The ability of the central government to address this growing health crisis is not only a national but a global concern. Chief among this is the alarming rise of super-strains found to be resistant to conventional drugs, prolonging treatment and necessitating the use of more expensive drugs that most mainland patients can ill afford. New hot spots of drug-resistant TB are appearing around the world, but China has the largest share of them.
In the age of globalisation, diseases, like commodities, are easily transported. Drug-resistant TB may be another made-in-China export. This is because the disease, while eminently curable, requires a long and rigorous treatment lasting six months. Patients need to take more than a dozen pills every one or two days. This means most patients fail to follow through without the closest medical supervision.
The Health Department in Hong Kong estimates only about one in five patients manages to adhere to the regime on their own. The WHO therefore recommends the Directly Observed Therapy, Short-Course (Dots), which requires the presence of medically qualified personnel each time a patient takes the pills.
Hong Kong, a relatively small city, has the resources for Dots. How the mainland can meet this standard - which requires a sufficient level of drug supply, drug-production quality assurance and a constant pool of medical professionals - is an entirely different matter. Coupled with these obstacles is the fast-spreading epidemic of HIV and Aids. The HIV virus is a co-infecting agent found in many full-blown TB sufferers on the mainland, but the situation is more dire in the countryside.

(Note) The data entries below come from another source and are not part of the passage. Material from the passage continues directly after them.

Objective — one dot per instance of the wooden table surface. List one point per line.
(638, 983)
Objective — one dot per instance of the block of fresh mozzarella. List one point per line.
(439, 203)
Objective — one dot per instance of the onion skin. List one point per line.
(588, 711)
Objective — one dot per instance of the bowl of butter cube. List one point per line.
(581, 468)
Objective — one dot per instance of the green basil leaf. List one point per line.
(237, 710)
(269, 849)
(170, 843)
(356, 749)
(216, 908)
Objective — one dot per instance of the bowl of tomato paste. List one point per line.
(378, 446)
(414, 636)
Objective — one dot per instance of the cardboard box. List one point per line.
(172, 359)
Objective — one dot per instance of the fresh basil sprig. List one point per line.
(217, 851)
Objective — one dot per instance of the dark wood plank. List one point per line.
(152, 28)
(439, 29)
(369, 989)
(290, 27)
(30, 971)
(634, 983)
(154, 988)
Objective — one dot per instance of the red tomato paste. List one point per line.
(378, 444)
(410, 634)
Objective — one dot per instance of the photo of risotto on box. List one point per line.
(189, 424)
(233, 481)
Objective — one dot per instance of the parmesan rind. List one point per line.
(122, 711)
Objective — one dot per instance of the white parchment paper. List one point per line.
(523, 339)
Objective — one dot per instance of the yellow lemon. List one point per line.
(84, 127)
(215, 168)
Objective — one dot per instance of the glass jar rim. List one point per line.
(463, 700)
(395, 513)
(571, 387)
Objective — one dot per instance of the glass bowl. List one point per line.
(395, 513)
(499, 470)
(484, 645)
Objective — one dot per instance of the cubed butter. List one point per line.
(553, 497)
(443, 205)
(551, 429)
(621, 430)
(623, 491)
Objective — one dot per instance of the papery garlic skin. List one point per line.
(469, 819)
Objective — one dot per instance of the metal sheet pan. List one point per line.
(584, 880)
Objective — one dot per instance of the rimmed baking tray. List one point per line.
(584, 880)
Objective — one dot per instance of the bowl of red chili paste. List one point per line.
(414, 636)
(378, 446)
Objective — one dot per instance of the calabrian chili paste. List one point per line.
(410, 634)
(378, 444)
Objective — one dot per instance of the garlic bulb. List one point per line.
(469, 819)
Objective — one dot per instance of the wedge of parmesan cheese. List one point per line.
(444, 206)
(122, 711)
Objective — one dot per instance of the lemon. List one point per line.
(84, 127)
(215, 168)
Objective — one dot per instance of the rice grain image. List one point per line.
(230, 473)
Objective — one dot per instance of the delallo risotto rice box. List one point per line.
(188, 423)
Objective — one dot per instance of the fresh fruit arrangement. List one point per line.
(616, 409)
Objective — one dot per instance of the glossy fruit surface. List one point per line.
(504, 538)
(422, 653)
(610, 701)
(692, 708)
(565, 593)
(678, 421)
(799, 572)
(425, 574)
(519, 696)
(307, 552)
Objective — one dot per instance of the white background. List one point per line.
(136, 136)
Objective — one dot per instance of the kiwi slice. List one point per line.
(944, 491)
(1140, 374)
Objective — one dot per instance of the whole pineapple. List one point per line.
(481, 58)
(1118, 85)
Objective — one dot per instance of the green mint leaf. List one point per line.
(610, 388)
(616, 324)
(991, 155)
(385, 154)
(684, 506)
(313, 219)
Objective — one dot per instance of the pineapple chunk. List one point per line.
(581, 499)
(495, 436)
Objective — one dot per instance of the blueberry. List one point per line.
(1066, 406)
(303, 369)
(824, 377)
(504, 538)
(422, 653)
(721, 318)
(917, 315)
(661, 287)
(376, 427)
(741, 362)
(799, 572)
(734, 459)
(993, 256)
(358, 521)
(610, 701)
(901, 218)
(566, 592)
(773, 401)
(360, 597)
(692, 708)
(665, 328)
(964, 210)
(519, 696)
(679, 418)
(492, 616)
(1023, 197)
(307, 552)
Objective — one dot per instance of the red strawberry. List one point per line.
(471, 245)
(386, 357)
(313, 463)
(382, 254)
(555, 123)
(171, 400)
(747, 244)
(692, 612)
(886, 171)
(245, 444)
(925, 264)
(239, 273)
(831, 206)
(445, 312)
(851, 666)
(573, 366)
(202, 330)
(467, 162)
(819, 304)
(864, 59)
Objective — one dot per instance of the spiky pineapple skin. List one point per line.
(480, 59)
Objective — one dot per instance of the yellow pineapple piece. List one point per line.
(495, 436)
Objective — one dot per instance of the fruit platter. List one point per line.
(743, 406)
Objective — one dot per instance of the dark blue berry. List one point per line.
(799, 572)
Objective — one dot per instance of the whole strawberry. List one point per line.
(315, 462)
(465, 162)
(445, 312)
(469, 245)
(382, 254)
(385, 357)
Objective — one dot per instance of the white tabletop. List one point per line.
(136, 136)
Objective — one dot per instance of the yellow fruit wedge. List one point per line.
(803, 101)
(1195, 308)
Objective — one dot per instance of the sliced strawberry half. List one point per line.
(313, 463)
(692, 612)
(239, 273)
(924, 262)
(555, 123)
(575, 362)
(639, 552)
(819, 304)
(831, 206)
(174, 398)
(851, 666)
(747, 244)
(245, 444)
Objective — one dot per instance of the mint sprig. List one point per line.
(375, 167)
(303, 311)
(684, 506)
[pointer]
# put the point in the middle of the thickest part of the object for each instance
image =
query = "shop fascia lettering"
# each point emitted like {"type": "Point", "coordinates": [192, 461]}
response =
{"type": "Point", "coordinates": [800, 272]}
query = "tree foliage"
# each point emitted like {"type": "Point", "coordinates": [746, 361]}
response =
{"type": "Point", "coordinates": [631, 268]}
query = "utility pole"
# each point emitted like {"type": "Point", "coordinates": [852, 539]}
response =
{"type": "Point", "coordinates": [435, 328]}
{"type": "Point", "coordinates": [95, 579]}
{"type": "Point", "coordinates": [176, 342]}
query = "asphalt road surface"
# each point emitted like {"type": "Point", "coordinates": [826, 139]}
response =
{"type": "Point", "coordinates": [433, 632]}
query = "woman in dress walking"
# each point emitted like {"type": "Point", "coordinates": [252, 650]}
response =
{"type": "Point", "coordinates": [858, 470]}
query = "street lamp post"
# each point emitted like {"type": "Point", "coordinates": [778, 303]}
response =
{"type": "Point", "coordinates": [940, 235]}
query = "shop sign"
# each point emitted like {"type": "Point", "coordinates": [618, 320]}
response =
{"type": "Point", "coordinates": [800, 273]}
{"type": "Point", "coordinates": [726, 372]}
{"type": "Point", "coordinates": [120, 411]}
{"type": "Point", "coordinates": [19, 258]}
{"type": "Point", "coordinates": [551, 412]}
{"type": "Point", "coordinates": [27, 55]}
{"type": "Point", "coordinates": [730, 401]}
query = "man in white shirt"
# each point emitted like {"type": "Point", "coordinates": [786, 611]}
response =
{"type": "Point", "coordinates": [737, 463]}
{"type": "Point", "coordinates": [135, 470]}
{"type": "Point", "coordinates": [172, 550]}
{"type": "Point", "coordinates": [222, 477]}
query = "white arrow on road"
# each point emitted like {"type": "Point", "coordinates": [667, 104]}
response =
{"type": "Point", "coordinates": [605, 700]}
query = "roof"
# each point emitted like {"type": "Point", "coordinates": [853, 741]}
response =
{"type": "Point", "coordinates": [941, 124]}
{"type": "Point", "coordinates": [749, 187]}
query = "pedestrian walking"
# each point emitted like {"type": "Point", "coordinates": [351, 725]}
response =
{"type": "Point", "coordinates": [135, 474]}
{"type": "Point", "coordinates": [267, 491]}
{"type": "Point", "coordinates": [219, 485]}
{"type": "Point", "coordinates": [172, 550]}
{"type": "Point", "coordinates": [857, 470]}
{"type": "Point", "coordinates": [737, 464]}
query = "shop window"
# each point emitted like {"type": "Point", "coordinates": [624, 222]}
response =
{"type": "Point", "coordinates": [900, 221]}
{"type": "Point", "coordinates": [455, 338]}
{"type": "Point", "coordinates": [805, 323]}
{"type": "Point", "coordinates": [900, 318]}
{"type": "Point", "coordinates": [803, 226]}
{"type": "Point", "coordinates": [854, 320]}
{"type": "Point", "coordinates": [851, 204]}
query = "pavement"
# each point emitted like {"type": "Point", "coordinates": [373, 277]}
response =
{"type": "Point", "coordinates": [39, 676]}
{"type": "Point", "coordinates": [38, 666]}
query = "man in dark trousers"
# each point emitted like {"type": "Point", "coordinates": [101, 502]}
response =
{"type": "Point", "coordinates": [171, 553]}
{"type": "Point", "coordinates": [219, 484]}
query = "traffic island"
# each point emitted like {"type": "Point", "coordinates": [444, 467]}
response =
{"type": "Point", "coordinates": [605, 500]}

So, while TB may not be a taboo disease on its own, it does exist in the shadow of one. Each disease worsens the condition of the other, while a vicious cycle is formed between the socio-economic reality of medical service availability and the epidemiology of the disease.
The central government has the will and inclination to stop the spread of TB, but the question is whether it has the means to carry out its policy and directives in the face of what appear to be insurmountable obstacles. For the sake of the health of the Chinese population and that of the world, however, it is imperative that Beijing make determined efforts to overcome those hurdles.